Come Friday evening, I will officially be a St. Augustine resident.
The very same day I posted about my pending living arrangements falling through requiring some rerouting of plans, a text message alerted my phone with an offer of another place to live. In that moment, I felt the giant monkey on my back climb off and watched him run around the room, jumping for joy (figuratively speaking).
With that particular monkey set free, I was able to spend the remainder of my week and a half back in St. Augustine feeling a bit more at ease, and focus my attention more fully on my company and my surroundings. One particular surrounding I’ve found myself gravitating toward in the evening hours, is Vilano Beach. Just north of St. Augustine, this location has become a prized spot to watch the sun set.
Typically, there is no one else out there during the evening hours, meaning uninterrupted run, catch and playtime with another kind of monkey—a fawn Doberman named Escher who has become dear to my heart.
MAINTAINING PEACE OF MIND
Despite playful beach times, magnificent sunsets, prayers answered and things falling into place for the move, with the feelings of upheaval that surround any major change, plus my spending quite a bit of time visually soaking up the terror of what is going on in the world right now, peace of mind is something that’s been especially difficult for me to maintain lately.
I am naturally an over-thinker, and am wired to excessively analyze. On the one hand, I consider my mind’s tendencies as a blessing because it enables me to foster a deep level of hypersensitivity, imagination, intuition and introspection that are wound into the core of my being and innately poured into my writing and any other creative-based endeavor. On the other hand, if I don’t manage my mind appropriately, it can get the best of me. The struggle for me has always been achieving balance and regaining peace of mind once my mind becomes overloaded.
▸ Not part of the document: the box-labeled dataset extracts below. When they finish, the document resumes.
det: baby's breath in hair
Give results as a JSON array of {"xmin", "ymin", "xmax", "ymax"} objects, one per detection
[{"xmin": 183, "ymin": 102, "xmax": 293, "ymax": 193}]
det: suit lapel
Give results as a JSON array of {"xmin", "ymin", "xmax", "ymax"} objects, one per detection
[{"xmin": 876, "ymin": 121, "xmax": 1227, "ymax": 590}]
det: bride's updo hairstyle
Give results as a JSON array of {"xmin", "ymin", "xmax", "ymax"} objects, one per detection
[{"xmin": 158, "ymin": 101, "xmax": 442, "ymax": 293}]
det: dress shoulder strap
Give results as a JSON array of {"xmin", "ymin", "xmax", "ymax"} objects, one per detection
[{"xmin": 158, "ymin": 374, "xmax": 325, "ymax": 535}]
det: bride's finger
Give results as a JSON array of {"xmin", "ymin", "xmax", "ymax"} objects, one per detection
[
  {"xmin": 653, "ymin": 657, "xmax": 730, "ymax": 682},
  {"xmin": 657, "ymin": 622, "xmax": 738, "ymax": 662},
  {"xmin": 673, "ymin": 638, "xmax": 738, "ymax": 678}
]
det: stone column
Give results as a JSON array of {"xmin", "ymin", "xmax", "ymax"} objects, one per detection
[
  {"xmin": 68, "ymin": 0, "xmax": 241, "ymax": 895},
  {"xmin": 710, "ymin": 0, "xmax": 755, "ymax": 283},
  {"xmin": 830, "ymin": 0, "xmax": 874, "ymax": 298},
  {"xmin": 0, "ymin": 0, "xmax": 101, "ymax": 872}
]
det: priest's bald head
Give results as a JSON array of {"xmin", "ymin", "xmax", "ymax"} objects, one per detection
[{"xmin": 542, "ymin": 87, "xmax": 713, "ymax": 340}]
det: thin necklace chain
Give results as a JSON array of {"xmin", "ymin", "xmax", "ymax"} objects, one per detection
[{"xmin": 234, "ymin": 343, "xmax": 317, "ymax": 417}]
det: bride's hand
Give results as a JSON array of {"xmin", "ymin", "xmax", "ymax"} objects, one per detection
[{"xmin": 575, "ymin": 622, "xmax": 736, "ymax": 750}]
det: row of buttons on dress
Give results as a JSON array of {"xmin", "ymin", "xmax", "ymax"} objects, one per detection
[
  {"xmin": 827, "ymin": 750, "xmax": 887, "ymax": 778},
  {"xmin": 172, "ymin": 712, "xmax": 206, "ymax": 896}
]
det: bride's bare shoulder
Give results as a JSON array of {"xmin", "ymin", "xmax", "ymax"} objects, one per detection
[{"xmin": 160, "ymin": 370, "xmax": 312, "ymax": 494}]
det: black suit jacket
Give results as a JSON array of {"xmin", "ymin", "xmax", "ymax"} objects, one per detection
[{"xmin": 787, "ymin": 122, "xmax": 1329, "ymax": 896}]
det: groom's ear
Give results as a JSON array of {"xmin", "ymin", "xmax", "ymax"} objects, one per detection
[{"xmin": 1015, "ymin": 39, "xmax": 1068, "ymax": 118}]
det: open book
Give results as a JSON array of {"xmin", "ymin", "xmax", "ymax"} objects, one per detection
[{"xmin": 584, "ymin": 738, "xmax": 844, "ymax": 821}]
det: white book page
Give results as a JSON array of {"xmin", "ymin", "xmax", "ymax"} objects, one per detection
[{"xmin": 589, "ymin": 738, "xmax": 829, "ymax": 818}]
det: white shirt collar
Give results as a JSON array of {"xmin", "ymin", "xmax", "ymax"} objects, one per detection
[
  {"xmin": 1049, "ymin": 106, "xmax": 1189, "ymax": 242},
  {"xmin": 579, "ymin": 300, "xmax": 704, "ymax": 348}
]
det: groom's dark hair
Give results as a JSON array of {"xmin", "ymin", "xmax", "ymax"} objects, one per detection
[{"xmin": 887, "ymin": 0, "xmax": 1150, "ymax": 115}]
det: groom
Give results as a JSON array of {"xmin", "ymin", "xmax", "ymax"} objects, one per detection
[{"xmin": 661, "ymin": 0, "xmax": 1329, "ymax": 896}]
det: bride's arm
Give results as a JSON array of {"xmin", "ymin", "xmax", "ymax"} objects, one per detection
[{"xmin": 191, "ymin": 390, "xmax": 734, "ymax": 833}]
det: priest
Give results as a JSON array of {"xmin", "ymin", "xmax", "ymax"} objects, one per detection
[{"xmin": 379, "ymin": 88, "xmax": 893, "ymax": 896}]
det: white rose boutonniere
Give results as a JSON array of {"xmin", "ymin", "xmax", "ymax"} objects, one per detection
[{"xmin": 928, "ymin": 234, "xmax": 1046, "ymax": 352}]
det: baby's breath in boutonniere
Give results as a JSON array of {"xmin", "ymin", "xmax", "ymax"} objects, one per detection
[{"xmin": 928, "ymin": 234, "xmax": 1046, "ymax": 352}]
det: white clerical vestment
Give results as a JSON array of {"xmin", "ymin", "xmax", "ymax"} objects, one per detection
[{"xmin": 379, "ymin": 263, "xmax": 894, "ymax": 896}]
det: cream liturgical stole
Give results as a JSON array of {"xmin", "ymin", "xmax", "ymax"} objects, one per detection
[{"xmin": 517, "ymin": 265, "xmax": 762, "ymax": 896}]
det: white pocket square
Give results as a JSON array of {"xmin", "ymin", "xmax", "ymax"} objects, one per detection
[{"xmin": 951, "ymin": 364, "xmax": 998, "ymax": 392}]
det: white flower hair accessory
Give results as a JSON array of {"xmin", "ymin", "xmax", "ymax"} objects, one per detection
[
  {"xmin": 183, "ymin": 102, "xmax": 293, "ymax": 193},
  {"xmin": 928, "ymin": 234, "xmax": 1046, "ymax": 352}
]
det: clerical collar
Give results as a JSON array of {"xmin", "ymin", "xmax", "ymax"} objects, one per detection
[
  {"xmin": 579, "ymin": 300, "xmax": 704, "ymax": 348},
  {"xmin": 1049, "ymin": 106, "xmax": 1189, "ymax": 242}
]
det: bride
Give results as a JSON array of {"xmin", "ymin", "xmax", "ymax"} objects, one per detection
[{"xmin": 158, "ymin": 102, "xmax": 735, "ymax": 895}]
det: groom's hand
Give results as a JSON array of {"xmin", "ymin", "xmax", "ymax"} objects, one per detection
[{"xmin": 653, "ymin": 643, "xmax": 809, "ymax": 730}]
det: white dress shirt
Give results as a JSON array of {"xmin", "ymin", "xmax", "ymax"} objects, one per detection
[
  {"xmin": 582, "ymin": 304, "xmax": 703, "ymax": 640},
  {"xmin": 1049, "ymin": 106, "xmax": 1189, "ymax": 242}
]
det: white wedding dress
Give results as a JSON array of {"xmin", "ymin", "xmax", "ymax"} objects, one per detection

I notice peace of mind is at a high for me when I’m regularly practicing yoga, and actively seeking a place of existence where I am in tune with my spirit—a place of mindful calm. I often experience this same mindful calm while running. For me, mindfulness during running is less about zoning out, and more about zoning in on my breathing, my steps, my experience, and my struggle. Since running is largely a mental exercise, I like to think of it as a practice in mind control. In running, your steps don’t control you. It’s up to you to make each step purposeful and controlled. It’s up to you and your heart to tell your mind to tell your legs to keep going strong. Ultimately, I’ve found the process of running can be applied to the management of thoughts, and help reset the mind.
THERE’S ALWAYS A MONKEY
No matter how blissful your life looks at any given point in time, there will always be a monkey. What I mean is, there will always be a weight to bear—be it light or heavy.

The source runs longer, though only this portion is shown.